California employers are required to make regular income tax withholding payments for their employees, which can provide a real-time indication of the direction and magnitude of the aggregate change in the employers’ payrolls. Most withholding payments are for employees’ wages and salaries, but withholding is also due on bonuses and stock options received by employees. We caution against giving too much weight to withholding numbers in any given week because a single anomalous day can result in numbers that are difficult to interpret. Nonetheless, given the pace and severity of the shift in the state’s economy resulting from the COVID-19 pandemic, tracking weekly withholding is worthwhile as a way to assess the state’s rapidly changing economic situation.
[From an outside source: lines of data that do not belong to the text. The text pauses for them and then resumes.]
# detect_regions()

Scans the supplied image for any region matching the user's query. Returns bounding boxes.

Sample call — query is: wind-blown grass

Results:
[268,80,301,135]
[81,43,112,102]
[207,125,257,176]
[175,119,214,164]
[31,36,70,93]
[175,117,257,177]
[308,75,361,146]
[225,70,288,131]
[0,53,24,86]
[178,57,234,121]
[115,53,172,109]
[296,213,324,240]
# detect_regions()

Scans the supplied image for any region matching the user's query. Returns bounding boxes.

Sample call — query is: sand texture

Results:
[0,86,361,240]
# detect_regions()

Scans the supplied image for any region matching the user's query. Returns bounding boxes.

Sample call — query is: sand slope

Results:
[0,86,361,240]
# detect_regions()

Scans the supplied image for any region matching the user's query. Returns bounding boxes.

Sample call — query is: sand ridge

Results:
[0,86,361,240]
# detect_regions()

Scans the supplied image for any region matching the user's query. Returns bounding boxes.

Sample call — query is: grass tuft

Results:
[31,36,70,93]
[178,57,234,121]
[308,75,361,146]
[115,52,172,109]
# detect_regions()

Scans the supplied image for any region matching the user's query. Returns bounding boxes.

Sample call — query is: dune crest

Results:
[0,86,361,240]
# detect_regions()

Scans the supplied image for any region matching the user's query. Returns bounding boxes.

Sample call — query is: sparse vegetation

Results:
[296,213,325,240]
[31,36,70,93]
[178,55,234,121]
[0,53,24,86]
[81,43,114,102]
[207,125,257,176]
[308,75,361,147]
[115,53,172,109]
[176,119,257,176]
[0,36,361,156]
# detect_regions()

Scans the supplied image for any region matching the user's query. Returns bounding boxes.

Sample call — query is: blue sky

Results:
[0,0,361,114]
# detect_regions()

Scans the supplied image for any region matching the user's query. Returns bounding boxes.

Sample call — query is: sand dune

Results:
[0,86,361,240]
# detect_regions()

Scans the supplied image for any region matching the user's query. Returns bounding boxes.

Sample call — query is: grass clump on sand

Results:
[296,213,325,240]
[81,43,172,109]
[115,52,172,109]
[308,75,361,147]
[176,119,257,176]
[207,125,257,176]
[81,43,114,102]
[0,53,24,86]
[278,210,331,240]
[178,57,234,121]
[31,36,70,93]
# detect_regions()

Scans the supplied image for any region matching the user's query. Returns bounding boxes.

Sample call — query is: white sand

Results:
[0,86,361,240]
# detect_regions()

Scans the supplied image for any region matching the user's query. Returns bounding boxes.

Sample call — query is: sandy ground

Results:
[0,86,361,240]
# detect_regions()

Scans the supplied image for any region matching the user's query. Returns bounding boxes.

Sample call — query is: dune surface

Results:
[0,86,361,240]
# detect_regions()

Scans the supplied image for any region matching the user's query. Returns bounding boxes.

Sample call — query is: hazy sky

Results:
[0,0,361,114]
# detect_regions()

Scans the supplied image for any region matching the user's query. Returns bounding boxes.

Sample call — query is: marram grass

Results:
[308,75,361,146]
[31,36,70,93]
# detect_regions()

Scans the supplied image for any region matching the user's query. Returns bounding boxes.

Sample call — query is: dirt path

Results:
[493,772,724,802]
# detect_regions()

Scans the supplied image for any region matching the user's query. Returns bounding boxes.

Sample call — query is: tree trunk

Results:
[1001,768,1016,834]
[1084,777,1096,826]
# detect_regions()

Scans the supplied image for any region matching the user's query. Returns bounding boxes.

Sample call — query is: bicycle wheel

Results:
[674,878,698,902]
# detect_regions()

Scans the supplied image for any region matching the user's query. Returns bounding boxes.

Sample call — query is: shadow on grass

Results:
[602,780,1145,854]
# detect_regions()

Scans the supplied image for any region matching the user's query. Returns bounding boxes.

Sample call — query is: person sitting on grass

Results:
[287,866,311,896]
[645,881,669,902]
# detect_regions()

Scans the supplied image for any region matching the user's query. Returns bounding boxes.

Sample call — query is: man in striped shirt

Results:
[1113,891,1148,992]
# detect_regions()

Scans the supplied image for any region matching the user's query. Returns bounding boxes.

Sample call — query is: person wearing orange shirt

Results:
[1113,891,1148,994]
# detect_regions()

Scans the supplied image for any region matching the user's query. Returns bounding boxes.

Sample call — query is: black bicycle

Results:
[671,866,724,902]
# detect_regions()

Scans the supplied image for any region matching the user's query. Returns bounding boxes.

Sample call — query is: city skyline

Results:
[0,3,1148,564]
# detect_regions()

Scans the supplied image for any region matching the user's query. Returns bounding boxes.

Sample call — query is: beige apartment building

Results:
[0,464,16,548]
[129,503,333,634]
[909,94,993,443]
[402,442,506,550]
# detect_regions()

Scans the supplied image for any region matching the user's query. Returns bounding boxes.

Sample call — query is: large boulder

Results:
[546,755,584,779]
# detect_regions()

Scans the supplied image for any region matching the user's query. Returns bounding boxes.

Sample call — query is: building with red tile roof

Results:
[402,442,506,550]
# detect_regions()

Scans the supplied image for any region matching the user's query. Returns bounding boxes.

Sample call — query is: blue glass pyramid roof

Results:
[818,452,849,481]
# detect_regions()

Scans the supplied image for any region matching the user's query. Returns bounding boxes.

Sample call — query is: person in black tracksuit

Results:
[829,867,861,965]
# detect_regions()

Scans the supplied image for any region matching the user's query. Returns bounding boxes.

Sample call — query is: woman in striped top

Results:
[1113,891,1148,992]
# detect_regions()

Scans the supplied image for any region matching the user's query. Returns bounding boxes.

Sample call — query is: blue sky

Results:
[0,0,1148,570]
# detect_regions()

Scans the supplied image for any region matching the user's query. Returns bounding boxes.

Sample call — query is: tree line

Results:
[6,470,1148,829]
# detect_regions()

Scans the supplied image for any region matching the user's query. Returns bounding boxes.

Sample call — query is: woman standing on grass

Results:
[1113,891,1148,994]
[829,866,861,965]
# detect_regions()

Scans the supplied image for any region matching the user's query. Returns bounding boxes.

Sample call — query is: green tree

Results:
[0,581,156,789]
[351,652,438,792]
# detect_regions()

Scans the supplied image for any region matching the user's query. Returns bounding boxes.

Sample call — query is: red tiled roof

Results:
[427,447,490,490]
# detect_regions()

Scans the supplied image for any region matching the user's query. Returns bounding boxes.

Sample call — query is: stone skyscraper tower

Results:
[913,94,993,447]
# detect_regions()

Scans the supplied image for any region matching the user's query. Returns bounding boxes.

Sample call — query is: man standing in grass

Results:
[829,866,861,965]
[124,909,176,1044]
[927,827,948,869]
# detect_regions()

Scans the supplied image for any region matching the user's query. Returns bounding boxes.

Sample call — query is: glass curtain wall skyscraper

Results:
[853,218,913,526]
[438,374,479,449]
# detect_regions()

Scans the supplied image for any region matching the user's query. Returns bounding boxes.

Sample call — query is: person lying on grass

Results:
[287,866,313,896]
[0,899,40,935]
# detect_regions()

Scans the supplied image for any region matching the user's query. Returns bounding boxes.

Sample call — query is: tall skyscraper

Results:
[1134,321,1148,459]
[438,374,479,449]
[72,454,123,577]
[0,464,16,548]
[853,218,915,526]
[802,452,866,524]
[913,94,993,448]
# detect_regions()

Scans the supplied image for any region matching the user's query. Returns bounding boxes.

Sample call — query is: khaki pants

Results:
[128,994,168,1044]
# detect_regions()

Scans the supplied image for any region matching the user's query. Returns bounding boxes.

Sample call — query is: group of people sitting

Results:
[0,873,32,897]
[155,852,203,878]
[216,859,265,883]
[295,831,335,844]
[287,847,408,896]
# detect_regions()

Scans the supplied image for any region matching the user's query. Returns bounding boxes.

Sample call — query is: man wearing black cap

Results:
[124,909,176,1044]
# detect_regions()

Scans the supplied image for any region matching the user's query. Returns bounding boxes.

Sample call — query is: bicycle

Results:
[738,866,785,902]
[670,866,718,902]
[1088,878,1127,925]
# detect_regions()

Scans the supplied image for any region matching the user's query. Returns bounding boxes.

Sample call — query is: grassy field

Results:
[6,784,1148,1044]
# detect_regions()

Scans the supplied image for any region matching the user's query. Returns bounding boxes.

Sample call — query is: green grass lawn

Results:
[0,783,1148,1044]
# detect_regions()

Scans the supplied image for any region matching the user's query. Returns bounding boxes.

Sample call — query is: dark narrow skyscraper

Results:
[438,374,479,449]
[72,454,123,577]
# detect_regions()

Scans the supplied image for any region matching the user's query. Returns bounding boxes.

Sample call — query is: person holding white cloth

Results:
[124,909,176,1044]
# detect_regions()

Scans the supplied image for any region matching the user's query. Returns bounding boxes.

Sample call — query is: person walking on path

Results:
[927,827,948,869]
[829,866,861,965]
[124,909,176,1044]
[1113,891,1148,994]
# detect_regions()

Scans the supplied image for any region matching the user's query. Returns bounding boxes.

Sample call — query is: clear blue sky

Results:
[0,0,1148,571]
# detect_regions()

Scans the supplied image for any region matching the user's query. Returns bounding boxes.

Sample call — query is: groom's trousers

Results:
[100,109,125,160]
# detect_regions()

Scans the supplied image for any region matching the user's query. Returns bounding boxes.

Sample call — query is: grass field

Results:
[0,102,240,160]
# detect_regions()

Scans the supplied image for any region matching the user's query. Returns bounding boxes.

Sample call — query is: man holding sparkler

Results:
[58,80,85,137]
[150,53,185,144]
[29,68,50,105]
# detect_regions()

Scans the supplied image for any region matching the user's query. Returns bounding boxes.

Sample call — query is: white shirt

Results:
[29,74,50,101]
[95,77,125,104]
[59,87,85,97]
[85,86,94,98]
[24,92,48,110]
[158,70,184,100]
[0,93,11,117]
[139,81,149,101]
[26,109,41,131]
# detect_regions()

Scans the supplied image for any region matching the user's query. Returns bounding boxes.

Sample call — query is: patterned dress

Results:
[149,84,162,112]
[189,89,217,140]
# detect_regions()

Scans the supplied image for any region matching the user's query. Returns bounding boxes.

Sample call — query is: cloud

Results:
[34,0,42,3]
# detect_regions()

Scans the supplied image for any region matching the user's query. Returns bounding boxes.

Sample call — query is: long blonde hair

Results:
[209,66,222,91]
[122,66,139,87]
The first graph compares withholding payments received last week to payments received in the comparable week in 2019, which ran from Monday, July 1 to Friday, July 5 of that year. Withholding was down 1 percent from the comparable week in 2019. While there were only four processing days in the comparable week last year, the entire week was within the month of July. (Typically, the first few days of each month have elevated collections.) In contrast, this year the week included the last few days of June and the first few days of July. There were five processing days this year, however, since Independence Day fell on the weekend. These factors roughly canceled each other out and collections ended up very close to the comparable week in 2019.

The second graph shows total withholding collections since Monday March 23, when we first started to see evidence of an impact of the pandemic on withholding. As shown in the graph, total collections between March 23 and July 2 are down 3.0 percent ($576 million) compared to 2019. The cumulative decline stood at 3.2 percent ($559 million) last week and has hovered around the 3 percent range for nearly a month now.

The final graph shows the year over year changes in cumulative withholding for California in 2020, the United States in 2020 (from the federal income tax), and California in 2009 at the trough of the Great Recession. California’s withholding decline this year has been less steep than it was in 2009, and not nearly as sharp as the federal decline this year. While California’s economy has been hurt as badly by the recession as the national economy, its withholding collections have likely held up better because its income tax falls more heavily on the higher-paid workers who have experienced fewer employment losses than their lower-paid counterparts.